Gli Accordi imprevedibili di Walter Savelli

 In novita

rtr99_walter-savelli-accordi-imprevedibiliLa storia di “Accordi Imprevedibili (parafrasi musicali omaggio a Claudio Baglioni)”
Walter Savelli, storico collaboratore di Claudio Baglioni presenta il suo nuovissimo album di brani strumentali, “Accordi Imprevedibili (parafrasi musicali omaggio a Claudio Baglioni)”.
Accordi Imprevedibili
L’idea di realizzare un album di brani pop precedentemente realizzati in versione cantata, da trasformare in versione “piano solo”, è nata tanti anni fa.
Ho sempre desiderato dare un valore aggiunto alla nostra musica “popolare”; ci sono infatti in Italia (e non solo), autori che hanno composto melodie e armonie assolutamente di livello superiore a ciò che potrebbe essere definito “musica leggera”.
Naturalmente, quando ho preso questa decisione, non ho avuto dubbi su quale autore sarebbe stato per me il più indicato: Claudio Baglioni, con il quale ho condiviso oltre 35 anni di attività professionale.
Ecco quindi che dopo un lungo periodo di gestazione e un altrettanto lungo periodo di scrittura pianistica, è finalmente nato l’album “Accordi Imprevedibili (parafrasi musicali, omaggio a Claudio Baglioni).
Con questo progetto, spero che anche i musicisti di estrazione classica, solitamente non propensi all’ascolto della musica pop, possano comprendere ed apprezzare questi brani che trascritti in forma completa di pianoforte “classico” potranno essere studiati, suonati ed analizzati come una qualsiasi composizione di tipo tradizionale.”
La scelta delle canzoni:
1. Sipario (Apre)
Fino dall’inizio ho concepito questo album come un mini-concerto; dopo qualche tempo, ho capito che avrei avuto bisogno di inventare un inizio, una ouverture: ecco quindi l’idea del sipario che si apre.
2. Ragazze dell’Est
Un brano bellissimo, al quale sono legato da ricordi indelebili. 3 luglio 1991: concerto allo stadio Flaminio di Roma: fra i primissimi brani della scaletta, proprio “Ragazze dell’Est”; l’introduzione al pianoforte… l’emozione e l’adrenalina ai massimi livelli… la piccola telecamera posizionata sul polso destro, che mi dava fastidio e mi impediva il movimento del braccio… come dimenticare quei momenti.
3. Fotografie
Un brano con una melodia ed una progressione armonica, assolutamente fantastiche.
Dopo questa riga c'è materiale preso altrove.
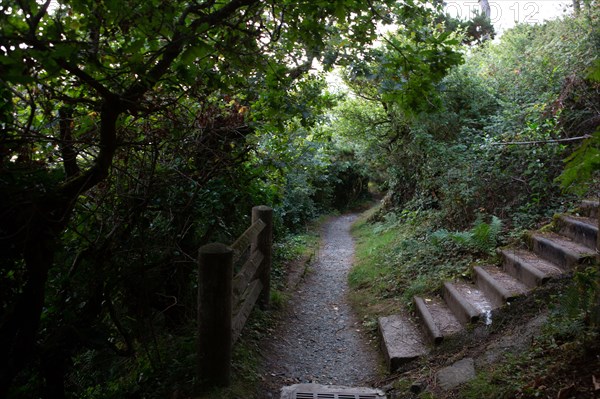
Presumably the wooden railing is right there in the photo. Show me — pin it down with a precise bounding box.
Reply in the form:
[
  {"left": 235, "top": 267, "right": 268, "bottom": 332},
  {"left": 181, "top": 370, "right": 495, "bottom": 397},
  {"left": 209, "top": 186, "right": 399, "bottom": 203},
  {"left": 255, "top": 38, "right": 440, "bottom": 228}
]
[{"left": 198, "top": 206, "right": 273, "bottom": 389}]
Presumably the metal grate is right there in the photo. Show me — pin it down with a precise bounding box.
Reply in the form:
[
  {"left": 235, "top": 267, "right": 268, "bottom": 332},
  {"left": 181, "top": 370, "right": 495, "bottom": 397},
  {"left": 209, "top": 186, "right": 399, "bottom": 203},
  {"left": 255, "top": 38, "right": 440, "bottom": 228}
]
[
  {"left": 294, "top": 391, "right": 381, "bottom": 399},
  {"left": 280, "top": 384, "right": 385, "bottom": 399}
]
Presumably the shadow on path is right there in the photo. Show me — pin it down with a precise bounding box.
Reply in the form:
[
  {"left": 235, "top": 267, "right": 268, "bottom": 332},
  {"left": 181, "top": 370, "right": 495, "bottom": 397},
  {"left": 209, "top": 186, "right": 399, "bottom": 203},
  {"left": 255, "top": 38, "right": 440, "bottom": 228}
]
[{"left": 263, "top": 215, "right": 381, "bottom": 398}]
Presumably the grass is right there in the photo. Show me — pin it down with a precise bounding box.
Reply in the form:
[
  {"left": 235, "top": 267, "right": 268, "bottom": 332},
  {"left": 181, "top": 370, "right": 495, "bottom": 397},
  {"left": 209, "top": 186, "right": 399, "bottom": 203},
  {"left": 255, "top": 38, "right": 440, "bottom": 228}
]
[
  {"left": 197, "top": 228, "right": 324, "bottom": 399},
  {"left": 348, "top": 209, "right": 487, "bottom": 317}
]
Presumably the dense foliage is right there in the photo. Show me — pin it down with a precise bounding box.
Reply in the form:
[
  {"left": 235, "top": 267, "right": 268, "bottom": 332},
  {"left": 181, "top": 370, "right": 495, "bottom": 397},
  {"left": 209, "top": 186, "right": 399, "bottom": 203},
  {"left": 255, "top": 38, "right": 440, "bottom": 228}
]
[
  {"left": 334, "top": 9, "right": 600, "bottom": 228},
  {"left": 0, "top": 0, "right": 600, "bottom": 398},
  {"left": 0, "top": 0, "right": 474, "bottom": 398}
]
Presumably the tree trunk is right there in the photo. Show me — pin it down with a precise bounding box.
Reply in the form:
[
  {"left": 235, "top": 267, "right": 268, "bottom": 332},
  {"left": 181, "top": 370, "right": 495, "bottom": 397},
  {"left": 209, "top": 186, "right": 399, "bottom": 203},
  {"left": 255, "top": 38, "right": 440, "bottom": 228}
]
[
  {"left": 479, "top": 0, "right": 492, "bottom": 18},
  {"left": 0, "top": 229, "right": 54, "bottom": 398}
]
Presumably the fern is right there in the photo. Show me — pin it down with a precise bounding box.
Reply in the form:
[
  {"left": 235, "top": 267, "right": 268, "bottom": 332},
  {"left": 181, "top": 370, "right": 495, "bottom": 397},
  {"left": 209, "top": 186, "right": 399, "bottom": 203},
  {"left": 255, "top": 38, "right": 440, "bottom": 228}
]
[{"left": 430, "top": 216, "right": 502, "bottom": 254}]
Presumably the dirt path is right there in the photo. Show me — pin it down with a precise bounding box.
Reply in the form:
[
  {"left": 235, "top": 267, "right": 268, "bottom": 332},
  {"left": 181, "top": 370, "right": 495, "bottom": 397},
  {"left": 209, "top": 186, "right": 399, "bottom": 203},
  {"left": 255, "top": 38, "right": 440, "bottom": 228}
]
[{"left": 264, "top": 215, "right": 381, "bottom": 398}]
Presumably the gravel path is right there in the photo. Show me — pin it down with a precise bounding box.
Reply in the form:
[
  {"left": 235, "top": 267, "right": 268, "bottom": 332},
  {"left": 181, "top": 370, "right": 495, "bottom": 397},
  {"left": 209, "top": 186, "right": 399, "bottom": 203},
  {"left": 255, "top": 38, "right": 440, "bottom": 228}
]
[{"left": 264, "top": 215, "right": 381, "bottom": 398}]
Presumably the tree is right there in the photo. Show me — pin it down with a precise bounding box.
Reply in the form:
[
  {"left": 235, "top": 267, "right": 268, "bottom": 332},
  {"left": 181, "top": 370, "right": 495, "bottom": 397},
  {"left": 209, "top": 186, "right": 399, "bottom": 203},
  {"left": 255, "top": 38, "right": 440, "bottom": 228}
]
[{"left": 0, "top": 0, "right": 398, "bottom": 398}]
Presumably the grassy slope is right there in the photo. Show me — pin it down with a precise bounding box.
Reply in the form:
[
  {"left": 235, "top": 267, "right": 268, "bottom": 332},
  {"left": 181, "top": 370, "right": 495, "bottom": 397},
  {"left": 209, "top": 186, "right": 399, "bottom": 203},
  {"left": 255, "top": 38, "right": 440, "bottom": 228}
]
[{"left": 349, "top": 206, "right": 600, "bottom": 398}]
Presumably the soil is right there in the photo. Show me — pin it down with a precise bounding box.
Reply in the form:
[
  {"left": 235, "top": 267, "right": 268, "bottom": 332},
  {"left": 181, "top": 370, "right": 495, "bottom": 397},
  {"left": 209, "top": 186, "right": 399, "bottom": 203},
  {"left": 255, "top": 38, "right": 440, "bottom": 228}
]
[{"left": 261, "top": 214, "right": 383, "bottom": 398}]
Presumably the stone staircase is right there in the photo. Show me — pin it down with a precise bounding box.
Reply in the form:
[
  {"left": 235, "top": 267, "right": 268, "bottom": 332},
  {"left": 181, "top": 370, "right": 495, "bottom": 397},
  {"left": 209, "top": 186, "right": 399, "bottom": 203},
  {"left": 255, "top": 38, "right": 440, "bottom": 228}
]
[{"left": 379, "top": 201, "right": 599, "bottom": 372}]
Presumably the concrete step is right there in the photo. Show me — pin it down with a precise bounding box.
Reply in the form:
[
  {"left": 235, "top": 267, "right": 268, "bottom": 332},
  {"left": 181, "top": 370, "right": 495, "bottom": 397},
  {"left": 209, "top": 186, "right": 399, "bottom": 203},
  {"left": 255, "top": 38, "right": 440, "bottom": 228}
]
[
  {"left": 280, "top": 384, "right": 386, "bottom": 399},
  {"left": 556, "top": 215, "right": 598, "bottom": 249},
  {"left": 473, "top": 265, "right": 528, "bottom": 307},
  {"left": 443, "top": 282, "right": 494, "bottom": 325},
  {"left": 529, "top": 232, "right": 594, "bottom": 271},
  {"left": 498, "top": 248, "right": 563, "bottom": 287},
  {"left": 578, "top": 200, "right": 600, "bottom": 219},
  {"left": 379, "top": 315, "right": 429, "bottom": 373},
  {"left": 414, "top": 296, "right": 464, "bottom": 345}
]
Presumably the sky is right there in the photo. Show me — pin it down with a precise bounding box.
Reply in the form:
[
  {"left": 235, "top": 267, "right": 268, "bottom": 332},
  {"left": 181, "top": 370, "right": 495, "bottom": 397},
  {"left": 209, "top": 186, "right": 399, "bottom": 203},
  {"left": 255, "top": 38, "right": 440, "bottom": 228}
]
[{"left": 446, "top": 0, "right": 572, "bottom": 34}]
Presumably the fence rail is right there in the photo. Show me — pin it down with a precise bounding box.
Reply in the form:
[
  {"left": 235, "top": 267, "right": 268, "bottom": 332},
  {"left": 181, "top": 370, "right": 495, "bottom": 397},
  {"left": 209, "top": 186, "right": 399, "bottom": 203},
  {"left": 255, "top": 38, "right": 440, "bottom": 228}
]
[{"left": 198, "top": 205, "right": 273, "bottom": 389}]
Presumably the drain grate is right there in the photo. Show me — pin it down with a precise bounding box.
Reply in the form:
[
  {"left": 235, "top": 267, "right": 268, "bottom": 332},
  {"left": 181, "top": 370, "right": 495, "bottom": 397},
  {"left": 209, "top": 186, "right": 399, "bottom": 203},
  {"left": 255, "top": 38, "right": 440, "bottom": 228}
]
[
  {"left": 295, "top": 392, "right": 381, "bottom": 399},
  {"left": 281, "top": 384, "right": 385, "bottom": 399}
]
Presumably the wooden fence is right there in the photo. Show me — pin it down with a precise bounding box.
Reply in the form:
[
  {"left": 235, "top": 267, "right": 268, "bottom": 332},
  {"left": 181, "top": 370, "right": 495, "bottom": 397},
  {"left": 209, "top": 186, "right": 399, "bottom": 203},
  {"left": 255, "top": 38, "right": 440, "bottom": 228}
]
[{"left": 198, "top": 206, "right": 273, "bottom": 389}]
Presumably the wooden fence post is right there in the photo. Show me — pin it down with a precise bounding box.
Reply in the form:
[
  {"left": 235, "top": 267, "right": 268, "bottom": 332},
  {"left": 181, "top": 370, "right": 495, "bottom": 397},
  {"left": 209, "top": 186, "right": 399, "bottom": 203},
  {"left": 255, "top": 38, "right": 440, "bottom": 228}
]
[
  {"left": 252, "top": 205, "right": 273, "bottom": 309},
  {"left": 198, "top": 243, "right": 233, "bottom": 389}
]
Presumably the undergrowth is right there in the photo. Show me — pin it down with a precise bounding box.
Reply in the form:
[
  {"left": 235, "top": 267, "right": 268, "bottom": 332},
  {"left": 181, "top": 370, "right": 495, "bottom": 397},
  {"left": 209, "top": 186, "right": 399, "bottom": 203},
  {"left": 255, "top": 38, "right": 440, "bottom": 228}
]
[
  {"left": 349, "top": 206, "right": 502, "bottom": 325},
  {"left": 459, "top": 266, "right": 600, "bottom": 399}
]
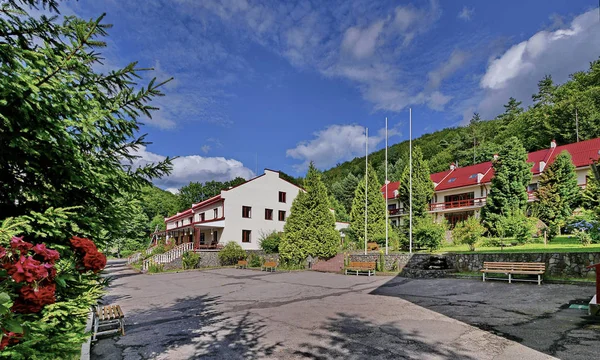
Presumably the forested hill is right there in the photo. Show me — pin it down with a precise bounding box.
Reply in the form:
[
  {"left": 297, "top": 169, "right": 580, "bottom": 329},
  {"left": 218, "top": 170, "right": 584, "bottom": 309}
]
[{"left": 323, "top": 60, "right": 600, "bottom": 189}]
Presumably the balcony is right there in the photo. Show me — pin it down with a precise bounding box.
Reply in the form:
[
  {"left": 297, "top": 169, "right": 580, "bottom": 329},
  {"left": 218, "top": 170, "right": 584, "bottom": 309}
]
[{"left": 429, "top": 198, "right": 486, "bottom": 212}]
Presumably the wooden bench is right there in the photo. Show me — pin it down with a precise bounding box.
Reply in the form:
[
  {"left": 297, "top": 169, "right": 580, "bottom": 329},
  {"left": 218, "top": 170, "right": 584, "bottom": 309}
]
[
  {"left": 260, "top": 261, "right": 277, "bottom": 272},
  {"left": 92, "top": 305, "right": 125, "bottom": 341},
  {"left": 344, "top": 261, "right": 375, "bottom": 276},
  {"left": 367, "top": 243, "right": 379, "bottom": 251},
  {"left": 479, "top": 262, "right": 546, "bottom": 285}
]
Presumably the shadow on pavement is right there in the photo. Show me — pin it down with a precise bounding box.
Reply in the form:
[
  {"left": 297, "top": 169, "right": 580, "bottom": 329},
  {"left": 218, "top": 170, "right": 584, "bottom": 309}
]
[
  {"left": 371, "top": 277, "right": 600, "bottom": 360},
  {"left": 294, "top": 313, "right": 473, "bottom": 360}
]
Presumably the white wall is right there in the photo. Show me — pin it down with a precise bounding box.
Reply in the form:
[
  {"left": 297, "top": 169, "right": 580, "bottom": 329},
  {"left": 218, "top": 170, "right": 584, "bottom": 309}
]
[{"left": 219, "top": 170, "right": 301, "bottom": 250}]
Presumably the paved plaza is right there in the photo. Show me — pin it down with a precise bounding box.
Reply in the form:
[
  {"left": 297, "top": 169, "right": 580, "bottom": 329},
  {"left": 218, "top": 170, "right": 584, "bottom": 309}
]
[{"left": 92, "top": 261, "right": 600, "bottom": 359}]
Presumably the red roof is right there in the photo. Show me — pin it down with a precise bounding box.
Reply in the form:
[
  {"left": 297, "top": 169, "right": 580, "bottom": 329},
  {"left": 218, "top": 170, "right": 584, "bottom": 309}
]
[{"left": 381, "top": 181, "right": 400, "bottom": 199}]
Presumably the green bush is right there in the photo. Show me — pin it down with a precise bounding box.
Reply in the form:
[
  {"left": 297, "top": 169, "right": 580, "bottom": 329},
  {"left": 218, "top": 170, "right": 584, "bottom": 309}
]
[
  {"left": 452, "top": 216, "right": 486, "bottom": 251},
  {"left": 259, "top": 231, "right": 283, "bottom": 254},
  {"left": 248, "top": 254, "right": 264, "bottom": 267},
  {"left": 148, "top": 264, "right": 165, "bottom": 274},
  {"left": 181, "top": 251, "right": 200, "bottom": 270},
  {"left": 219, "top": 241, "right": 247, "bottom": 266}
]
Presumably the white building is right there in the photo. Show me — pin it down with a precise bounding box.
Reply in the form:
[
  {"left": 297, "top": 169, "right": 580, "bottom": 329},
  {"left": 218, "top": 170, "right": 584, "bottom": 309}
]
[{"left": 165, "top": 169, "right": 348, "bottom": 250}]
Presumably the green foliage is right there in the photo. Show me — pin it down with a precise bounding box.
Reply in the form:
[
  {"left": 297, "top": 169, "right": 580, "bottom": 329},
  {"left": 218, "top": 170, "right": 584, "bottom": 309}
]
[
  {"left": 148, "top": 264, "right": 165, "bottom": 274},
  {"left": 181, "top": 251, "right": 200, "bottom": 270},
  {"left": 279, "top": 163, "right": 340, "bottom": 266},
  {"left": 219, "top": 241, "right": 247, "bottom": 266},
  {"left": 398, "top": 146, "right": 433, "bottom": 218},
  {"left": 481, "top": 137, "right": 531, "bottom": 232},
  {"left": 401, "top": 215, "right": 448, "bottom": 251},
  {"left": 452, "top": 216, "right": 486, "bottom": 251},
  {"left": 350, "top": 164, "right": 387, "bottom": 244},
  {"left": 259, "top": 231, "right": 283, "bottom": 254},
  {"left": 535, "top": 151, "right": 580, "bottom": 238},
  {"left": 573, "top": 229, "right": 592, "bottom": 246},
  {"left": 248, "top": 254, "right": 264, "bottom": 267},
  {"left": 496, "top": 210, "right": 537, "bottom": 244}
]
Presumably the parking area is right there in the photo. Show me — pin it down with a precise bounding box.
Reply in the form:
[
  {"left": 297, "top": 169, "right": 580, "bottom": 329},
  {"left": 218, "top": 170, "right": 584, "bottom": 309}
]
[{"left": 92, "top": 261, "right": 597, "bottom": 359}]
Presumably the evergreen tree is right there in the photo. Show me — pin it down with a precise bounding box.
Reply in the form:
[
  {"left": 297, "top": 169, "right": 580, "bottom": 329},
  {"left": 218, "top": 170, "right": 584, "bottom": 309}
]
[
  {"left": 481, "top": 137, "right": 531, "bottom": 229},
  {"left": 398, "top": 146, "right": 434, "bottom": 217},
  {"left": 279, "top": 162, "right": 340, "bottom": 265},
  {"left": 350, "top": 164, "right": 391, "bottom": 244},
  {"left": 536, "top": 151, "right": 579, "bottom": 235}
]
La mia è stata una scelta un po’ folle: trasformarlo in una sorta di Valzer moderno in 6/8.
4. Quei due
Un brano dal respiro quasi sudamericano, affascinante ed allo stesso tempo, molto elaborato stilisticamente. Durante tutto il tempo richiesto dall’arrangiamento pianistico, ho sempre avuto nella mia mente, l’obiettivo di riuscire a mantenere questa leggera “saudage” brasiliana, anche con l’esecuzione ridotta al solo pianoforte.
5. Mille giorni di te e di me
Per me, uno dei brani più belli di Claudio Baglioni, e sicuramente uno dei più belli della musica popolare italiana. Londra 1990, studi di registrazione West Side: … una nuova introduzione al piano, modificata, rielaborata e suonata con un brevissimo tempo a disposizione… una coda inventata su richiesta di Claudio, appena prima del mix.
Il brano che più di ogni altro, mi lega emotivamente e artisticamente a questo grande artista.
6. Tieniamente
Dopo anni di elaborazioni, finalmente suonai questo brano live a due pianoforti con Claudio, durante il Raduno Clab del 2005 al Mandela Forum di Firenze. L’anno successivo, suonammo nuovamente il brano durante O’Scià 2006; e ancora, l’anno successivo durante O’Scià 2007, suonammo insieme il brano accompagnando la danza della grandissima Eleonora Abbagnato.
7. Sipario (chiude)
Solo all’ultimo momento mi sono reso conto che per un sipario che si apre, si ha bisogno necessariamente di un sipario che chiude. In quel momento non avevo pronta alcuna idea musicale ed entrai in crisi. Come fare? Dopo un po’ ecco l’idea: se lo suonassi al contrario cosa succederebbe?
È andata così ed il risultato sembra all’altezza della situazione.